The Ethics of Consuming Animals and Animals Products

[We’d like to share some thoughts on the ethics of consuming animals and animal products in recognition of yesterday’s World Animal Day. Some of the editors of the recently published The Broadview Anthology of Expository Prose 3/e are vegan, while others consume animal products; all are agreed that the issue of how animals are treated in industrial farming operations is a very important one—and for that reason they included within the anthology pieces on this issue both by Jonathan Safran Foer (against meat eating) and Nathanael Johnson (in favor). The passage below is an excerpt from a commentary by Don LePan that’s provided on the anthology’s Instructor’s Website as background material to the readings.]

“[After many years of being aware of the cruelties of factory farming but doing nothing], starting in the late 1990s I finally began to behave differently in one or two ways. I would look for free-range eggs and free-range poultry, and be prepared to pay more for meat and eggs that had been produced with less cruelty. Within a few years I would only eat meat or eggs if they were free-range, and milk and cheese if I was assured they came from happy cows. A few years more and I had stopped eating meat; a few years beyond that and one by one my partner and I found that we had stopped eating fish, eggs, and dairy products as well. We had become vegan. We’re lucky; neither of us misses any of the things we have “given up.” Not only do we eat more healthily than we ever had before, but we enjoy our food more. We take Vitamin B12 and Vitamin D supplements, we’ve never been as healthy—and it’s great to be able to say every breakfast, lunch, and dinner, ‘No animals were harmed in the making of this meal.’

For some, of course, it’s not so easy to go vegetarian or vegan—even very, very gradually. Some find they really do miss the taste of cheese and animal fat, and a very few have real health issues that make it problematic for them to go vegetarian or vegan. No one should feel badly about themselves on that account. But nor should those who feel the force of the arguments that Singer and others have put forward feel that they have no choice other than the binary of either remaining just as they are or going vegan. Johnson is quite right about that. Where he’s wrong is in the way he broadens the choice. Instead of two choices he offers three: 1) going vegan; 2) doing nothing and not caring about the cruelties of industrial agriculture; and 3) doing nothing while feeling some sympathy for the animals one is causing to be cruelly treated, and while being vaguely supportive of efforts to improve conditions for those animals. In practice there are literally hundreds of possibilities. If you choose to eat animals, any step in choosing animal products that involve less cruelty than what you have been eating is a good step.

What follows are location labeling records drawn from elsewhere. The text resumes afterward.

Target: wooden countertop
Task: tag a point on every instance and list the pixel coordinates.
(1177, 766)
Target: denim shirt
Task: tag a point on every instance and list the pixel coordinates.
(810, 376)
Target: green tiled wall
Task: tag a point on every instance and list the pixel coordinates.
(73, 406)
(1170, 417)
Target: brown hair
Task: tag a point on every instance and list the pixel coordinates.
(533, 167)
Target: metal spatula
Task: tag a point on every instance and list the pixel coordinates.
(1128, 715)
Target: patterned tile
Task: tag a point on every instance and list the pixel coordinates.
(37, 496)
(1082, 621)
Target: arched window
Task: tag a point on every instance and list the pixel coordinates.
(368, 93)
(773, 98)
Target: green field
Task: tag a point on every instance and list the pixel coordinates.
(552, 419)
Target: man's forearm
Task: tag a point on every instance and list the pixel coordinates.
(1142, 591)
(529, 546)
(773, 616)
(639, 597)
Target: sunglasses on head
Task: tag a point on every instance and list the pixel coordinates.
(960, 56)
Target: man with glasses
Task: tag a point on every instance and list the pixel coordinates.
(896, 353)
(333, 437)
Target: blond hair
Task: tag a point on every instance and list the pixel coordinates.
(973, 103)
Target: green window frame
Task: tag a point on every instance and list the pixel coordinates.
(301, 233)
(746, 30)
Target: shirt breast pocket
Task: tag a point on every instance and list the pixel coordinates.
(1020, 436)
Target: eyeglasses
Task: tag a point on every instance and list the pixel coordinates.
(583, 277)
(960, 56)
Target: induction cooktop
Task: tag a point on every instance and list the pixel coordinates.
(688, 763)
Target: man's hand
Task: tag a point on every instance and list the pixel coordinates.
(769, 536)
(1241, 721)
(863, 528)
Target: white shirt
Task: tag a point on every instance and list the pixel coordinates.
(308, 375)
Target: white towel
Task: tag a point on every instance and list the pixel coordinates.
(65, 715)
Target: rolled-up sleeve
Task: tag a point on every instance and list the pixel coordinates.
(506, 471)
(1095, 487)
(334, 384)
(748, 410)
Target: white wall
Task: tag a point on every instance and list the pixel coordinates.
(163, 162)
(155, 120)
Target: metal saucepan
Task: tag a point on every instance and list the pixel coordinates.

Any step you take to push for better treatment of animals—be it as small as signing a petition or posting a comment online—is a good step.

Much as I sympathize with Johnson’s starting point, I also cannot help but feel that it reflects badly on human animals that there seem to be so many of us spending time as he is (and as I was for many years) trying to rationalize to ourselves the continuation of cruelty—and so few of us truly making an effort to reduce the cruelty we have been causing, and to improve the lives of other animals.”